那一拳没什么力气,捶在陈浩肩膀上,跟挠痒痒似的。
陈浩笑了一下,没有躲,也没有解释。
“你到底是什么意思?”陈慧姗追着问,声音小了一些,带着一种连她自己都没察觉到的撒娇的语气。
陈浩看着她,目光从她的眼睛移到她的耳朵——那两只耳朵还是红的,红得很厉害。
他伸出手,用指尖轻轻碰了一下她的耳垂。
陈慧姗像被烫了一下,整个人往后缩了一步。
“就是字面上的意思。”陈浩说完,转身走了,这一次没有停下来。
陈慧姗站在原地,捂着被碰过的耳垂,看着他的背影消失在走廊尽头。
她的心跳快得不像话,脸烫得不像话,整个人像是站在夏天的太阳底下,被晒得晕乎乎的。
她靠在墙上,慢慢蹲下来,把脸埋进膝盖里。
那句台词在她脑子里转来转去——“你笑起来真好看”。
他说她笑起来真好看。
她在片场里笑过那么多次,他偏偏要凑到她耳边来说这句话。
不在剧本里的,他自己加的,只给她一个人听的。
陈慧姗蹲在走廊里,把脸埋在膝盖里,嘴角怎么都压不下去。
下午,《英雄无悔》片场。
巩莉布置了一场雨戏。
高天在雨中寻找舒月,整条街都被洒水车浇透了,人造雨从天上落下来,密密麻麻地砸在地面上。
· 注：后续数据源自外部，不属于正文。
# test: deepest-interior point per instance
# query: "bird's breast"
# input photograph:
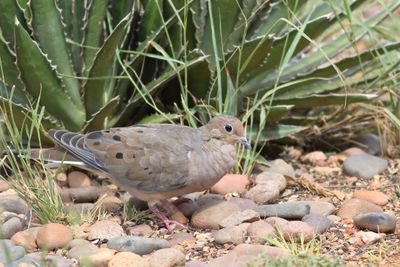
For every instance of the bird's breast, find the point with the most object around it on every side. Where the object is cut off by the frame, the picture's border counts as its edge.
(209, 165)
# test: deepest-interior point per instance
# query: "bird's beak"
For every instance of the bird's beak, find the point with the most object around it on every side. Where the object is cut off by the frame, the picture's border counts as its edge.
(245, 142)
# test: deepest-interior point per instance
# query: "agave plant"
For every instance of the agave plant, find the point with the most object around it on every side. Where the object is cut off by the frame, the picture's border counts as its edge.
(64, 54)
(106, 63)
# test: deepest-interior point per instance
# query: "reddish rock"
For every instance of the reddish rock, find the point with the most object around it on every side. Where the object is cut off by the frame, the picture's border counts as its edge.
(53, 235)
(297, 230)
(375, 197)
(25, 239)
(316, 158)
(231, 183)
(353, 207)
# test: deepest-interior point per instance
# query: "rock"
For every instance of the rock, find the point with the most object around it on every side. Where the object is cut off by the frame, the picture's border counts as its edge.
(13, 203)
(232, 234)
(259, 230)
(4, 186)
(244, 254)
(369, 237)
(137, 244)
(315, 158)
(127, 259)
(10, 227)
(263, 193)
(352, 151)
(110, 203)
(140, 230)
(276, 222)
(10, 253)
(196, 263)
(381, 222)
(100, 258)
(53, 235)
(288, 210)
(78, 179)
(281, 167)
(210, 215)
(25, 239)
(319, 207)
(375, 197)
(231, 183)
(105, 229)
(188, 208)
(243, 203)
(327, 171)
(239, 217)
(78, 242)
(334, 218)
(319, 223)
(353, 207)
(208, 199)
(82, 252)
(372, 143)
(364, 166)
(181, 238)
(166, 257)
(297, 230)
(138, 204)
(79, 208)
(272, 179)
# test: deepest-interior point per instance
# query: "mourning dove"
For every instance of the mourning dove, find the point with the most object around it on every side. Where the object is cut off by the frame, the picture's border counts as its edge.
(158, 161)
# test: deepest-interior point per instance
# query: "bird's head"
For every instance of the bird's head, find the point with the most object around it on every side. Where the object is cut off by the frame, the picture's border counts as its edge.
(228, 129)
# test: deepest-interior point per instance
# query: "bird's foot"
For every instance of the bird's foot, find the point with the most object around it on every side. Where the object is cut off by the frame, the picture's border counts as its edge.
(180, 200)
(167, 222)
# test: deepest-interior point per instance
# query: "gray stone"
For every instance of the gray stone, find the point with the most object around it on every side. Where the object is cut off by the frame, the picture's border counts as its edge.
(320, 207)
(289, 210)
(381, 222)
(240, 216)
(10, 227)
(364, 166)
(13, 203)
(280, 166)
(371, 143)
(319, 223)
(233, 234)
(137, 244)
(11, 253)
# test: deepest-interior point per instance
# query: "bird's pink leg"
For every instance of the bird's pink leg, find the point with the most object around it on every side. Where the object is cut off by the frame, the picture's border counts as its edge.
(170, 208)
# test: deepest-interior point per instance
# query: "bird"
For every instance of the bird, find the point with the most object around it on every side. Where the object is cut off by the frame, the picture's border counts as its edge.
(155, 162)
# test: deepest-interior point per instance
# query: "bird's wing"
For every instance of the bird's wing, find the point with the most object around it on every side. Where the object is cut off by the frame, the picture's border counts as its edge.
(152, 158)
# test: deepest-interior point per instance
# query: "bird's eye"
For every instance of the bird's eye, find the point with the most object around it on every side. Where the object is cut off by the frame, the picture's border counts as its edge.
(228, 128)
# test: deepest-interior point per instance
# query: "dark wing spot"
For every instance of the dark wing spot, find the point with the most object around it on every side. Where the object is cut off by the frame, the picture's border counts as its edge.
(94, 135)
(116, 137)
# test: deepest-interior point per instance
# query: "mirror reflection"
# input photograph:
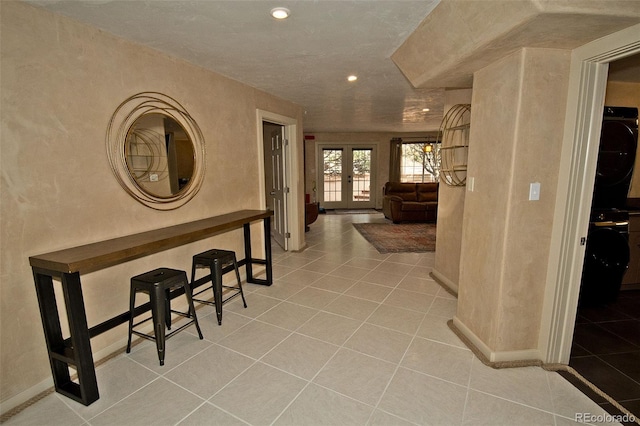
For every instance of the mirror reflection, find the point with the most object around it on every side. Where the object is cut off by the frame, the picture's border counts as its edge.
(159, 155)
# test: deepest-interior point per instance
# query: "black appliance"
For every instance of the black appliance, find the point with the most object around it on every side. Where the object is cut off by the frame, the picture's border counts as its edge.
(607, 257)
(616, 157)
(607, 252)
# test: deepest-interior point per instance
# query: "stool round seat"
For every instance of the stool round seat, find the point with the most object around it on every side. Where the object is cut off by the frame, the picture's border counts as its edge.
(158, 284)
(219, 262)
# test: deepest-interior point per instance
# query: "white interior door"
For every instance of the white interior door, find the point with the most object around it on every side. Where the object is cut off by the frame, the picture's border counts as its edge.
(348, 173)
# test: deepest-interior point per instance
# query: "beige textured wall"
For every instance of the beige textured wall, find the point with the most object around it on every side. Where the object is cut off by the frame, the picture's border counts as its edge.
(626, 94)
(450, 213)
(517, 121)
(61, 82)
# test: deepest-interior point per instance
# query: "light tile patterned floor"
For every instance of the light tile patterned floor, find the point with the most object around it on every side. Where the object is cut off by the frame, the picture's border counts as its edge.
(345, 336)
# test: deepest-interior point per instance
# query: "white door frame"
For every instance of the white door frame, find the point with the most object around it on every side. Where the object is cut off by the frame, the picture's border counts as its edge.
(583, 120)
(294, 206)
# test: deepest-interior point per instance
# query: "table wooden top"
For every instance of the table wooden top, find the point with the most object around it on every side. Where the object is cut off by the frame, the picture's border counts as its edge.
(94, 256)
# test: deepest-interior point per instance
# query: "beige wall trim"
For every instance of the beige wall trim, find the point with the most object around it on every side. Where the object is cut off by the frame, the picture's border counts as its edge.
(444, 282)
(506, 359)
(587, 84)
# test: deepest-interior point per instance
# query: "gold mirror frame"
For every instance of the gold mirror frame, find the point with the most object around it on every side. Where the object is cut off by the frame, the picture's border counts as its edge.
(454, 145)
(125, 116)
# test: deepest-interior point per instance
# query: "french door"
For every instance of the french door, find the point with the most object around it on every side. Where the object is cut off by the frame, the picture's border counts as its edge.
(347, 173)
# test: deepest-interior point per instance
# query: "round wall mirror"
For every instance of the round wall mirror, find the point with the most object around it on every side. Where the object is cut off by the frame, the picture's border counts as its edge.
(156, 150)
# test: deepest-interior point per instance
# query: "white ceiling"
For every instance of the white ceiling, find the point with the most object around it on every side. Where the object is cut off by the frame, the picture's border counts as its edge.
(305, 59)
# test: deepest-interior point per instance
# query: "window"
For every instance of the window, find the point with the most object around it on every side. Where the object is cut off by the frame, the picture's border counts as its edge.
(420, 161)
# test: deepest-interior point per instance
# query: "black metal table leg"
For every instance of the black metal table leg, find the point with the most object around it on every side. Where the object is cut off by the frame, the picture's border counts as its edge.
(267, 248)
(247, 252)
(63, 354)
(249, 260)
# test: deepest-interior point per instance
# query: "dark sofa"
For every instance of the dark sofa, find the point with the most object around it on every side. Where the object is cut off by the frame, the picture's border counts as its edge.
(410, 202)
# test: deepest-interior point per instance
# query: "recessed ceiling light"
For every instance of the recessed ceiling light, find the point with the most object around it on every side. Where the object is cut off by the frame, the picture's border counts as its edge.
(280, 12)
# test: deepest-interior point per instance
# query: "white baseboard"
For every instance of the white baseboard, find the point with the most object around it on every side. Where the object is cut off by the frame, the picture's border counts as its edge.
(491, 356)
(442, 280)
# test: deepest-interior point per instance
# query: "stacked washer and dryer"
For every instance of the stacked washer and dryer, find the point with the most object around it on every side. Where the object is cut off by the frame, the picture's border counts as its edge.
(607, 252)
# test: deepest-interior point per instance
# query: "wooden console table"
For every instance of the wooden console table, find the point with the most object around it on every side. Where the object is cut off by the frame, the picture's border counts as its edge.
(69, 263)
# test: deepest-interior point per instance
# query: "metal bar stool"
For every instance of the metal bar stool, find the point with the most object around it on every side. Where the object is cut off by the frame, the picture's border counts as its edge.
(158, 284)
(219, 262)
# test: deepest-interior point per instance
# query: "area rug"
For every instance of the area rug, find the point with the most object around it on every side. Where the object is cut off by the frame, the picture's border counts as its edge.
(399, 238)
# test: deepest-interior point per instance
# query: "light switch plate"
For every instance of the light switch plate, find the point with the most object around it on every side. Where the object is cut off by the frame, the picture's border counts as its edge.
(534, 191)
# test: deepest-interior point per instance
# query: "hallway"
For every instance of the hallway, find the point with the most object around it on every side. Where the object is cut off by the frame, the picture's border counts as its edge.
(344, 336)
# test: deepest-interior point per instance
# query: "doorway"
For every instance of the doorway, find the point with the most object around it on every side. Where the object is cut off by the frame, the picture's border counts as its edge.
(276, 180)
(587, 83)
(347, 173)
(293, 217)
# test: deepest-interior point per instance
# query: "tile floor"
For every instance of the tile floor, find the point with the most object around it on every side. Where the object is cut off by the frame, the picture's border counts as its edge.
(344, 336)
(606, 350)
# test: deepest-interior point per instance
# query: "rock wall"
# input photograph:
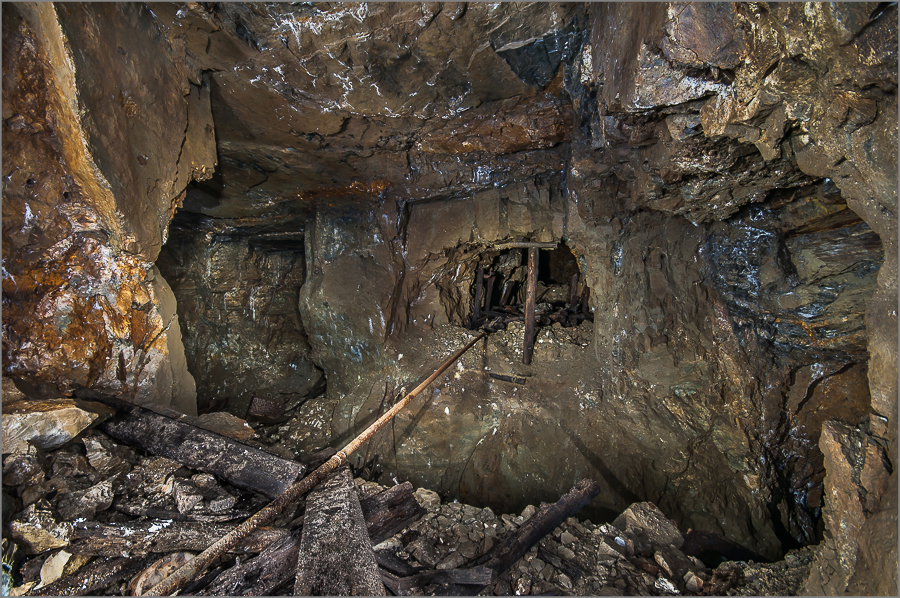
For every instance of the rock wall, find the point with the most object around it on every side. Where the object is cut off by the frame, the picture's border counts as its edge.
(101, 134)
(810, 87)
(724, 174)
(238, 295)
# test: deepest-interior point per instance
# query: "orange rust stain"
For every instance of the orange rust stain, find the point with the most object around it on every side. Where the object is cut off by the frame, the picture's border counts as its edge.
(351, 190)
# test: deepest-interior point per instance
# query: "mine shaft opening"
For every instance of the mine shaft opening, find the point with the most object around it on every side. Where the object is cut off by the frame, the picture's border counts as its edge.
(738, 336)
(500, 288)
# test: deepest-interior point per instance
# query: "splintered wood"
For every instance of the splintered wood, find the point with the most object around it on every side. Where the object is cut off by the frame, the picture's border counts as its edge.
(336, 557)
(241, 465)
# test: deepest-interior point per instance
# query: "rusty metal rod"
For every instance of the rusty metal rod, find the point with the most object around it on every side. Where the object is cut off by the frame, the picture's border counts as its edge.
(530, 291)
(195, 566)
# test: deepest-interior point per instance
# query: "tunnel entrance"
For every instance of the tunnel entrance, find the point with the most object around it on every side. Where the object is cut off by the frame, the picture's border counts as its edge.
(538, 284)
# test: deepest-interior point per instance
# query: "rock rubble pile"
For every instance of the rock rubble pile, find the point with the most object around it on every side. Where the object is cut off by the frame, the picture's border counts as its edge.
(64, 505)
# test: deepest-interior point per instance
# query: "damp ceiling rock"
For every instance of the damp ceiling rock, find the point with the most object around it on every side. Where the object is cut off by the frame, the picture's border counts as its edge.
(212, 200)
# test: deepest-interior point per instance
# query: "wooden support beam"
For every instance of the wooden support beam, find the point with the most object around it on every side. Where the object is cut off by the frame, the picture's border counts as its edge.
(390, 511)
(547, 518)
(336, 557)
(476, 309)
(489, 283)
(530, 292)
(573, 289)
(525, 245)
(507, 291)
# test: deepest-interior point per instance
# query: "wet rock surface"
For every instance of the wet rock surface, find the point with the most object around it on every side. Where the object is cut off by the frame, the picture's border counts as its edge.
(723, 176)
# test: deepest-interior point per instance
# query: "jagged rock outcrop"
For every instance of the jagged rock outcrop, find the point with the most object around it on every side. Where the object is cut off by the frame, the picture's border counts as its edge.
(722, 176)
(101, 134)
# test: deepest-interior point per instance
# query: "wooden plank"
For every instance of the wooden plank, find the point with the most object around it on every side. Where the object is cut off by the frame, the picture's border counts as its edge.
(389, 511)
(530, 291)
(239, 464)
(336, 557)
(142, 537)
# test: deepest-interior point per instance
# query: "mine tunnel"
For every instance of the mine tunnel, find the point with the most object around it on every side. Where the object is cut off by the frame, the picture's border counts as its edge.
(674, 223)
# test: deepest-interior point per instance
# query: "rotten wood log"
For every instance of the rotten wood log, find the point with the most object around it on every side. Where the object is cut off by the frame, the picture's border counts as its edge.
(544, 521)
(505, 554)
(143, 537)
(193, 568)
(336, 557)
(239, 464)
(530, 290)
(476, 309)
(389, 511)
(476, 576)
(95, 576)
(260, 575)
(157, 513)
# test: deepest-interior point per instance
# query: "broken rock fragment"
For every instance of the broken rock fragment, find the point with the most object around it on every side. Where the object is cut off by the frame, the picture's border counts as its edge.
(47, 424)
(37, 529)
(86, 503)
(659, 529)
(24, 467)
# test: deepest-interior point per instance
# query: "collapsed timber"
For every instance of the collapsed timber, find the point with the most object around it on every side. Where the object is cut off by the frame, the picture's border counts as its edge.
(130, 524)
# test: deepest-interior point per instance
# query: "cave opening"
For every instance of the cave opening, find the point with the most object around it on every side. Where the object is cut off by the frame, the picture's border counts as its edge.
(318, 203)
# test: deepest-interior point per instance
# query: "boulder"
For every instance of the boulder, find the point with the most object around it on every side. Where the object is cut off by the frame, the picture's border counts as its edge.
(48, 424)
(646, 517)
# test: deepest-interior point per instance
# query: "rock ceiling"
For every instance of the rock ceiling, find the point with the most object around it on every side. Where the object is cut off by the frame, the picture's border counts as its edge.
(724, 173)
(412, 100)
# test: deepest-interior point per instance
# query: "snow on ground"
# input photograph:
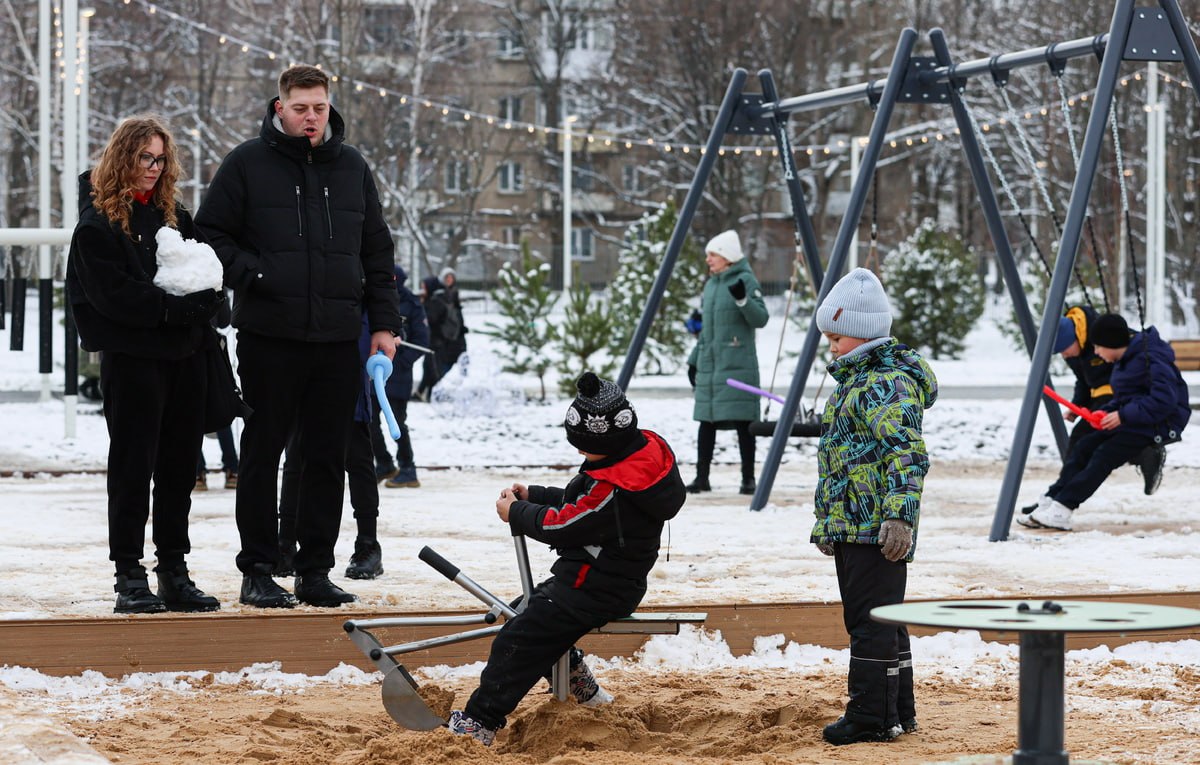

陈浩站在雨里,浑身湿透,衬衫贴在身上,头发上的水顺着脸颊往下淌。
李婷站在屋檐下,看着雨里的陈浩,手指不自觉地攥紧了手里的毛巾。
“第二十七场第一镜第一次,aCtiOn!”
陈浩在雨中奔跑,一边跑一边四处张望,喊着舒月的名字。
雨水打在他脸上,他眯着眼睛,表情焦急而执着。
他的衬衫已经完全湿透了,贴在身上,能看到他身体的轮廓。
他跑了整整一条街,鞋子踩在积水里,发出啪嗒啪嗒的声响。
“卡!”巩莉喊了一声,“很好,再来一条,换个角度。”
洒水车重新开动,人造雨又落了下来。
陈浩重新站到起点位置,等着指令。
他浑身已经湿透了,嘴唇有点发白,但什么都没说。
第二条拍完,巩莉又要求了第三条。
陈浩在雨里来来回回跑了四趟,每一次都浑身湿透,每一次都全力以赴。
“卡!过!”巩莉终于喊了通过。
李婷从屋檐下冲了出去,手里拿着一条干毛巾,跑到陈浩面前,二话不说就把毛巾盖在他头上,用力地帮他擦头发。
她的动作很急,很用力,像是怕他着凉,又像是心疼得不行。
“你跑了那么多条,怎么也不说休息一下?”李婷的声音有些发紧,手上的动作却没停,毛巾在他的头发上来回搓着,把他的头发揉得乱七八糟。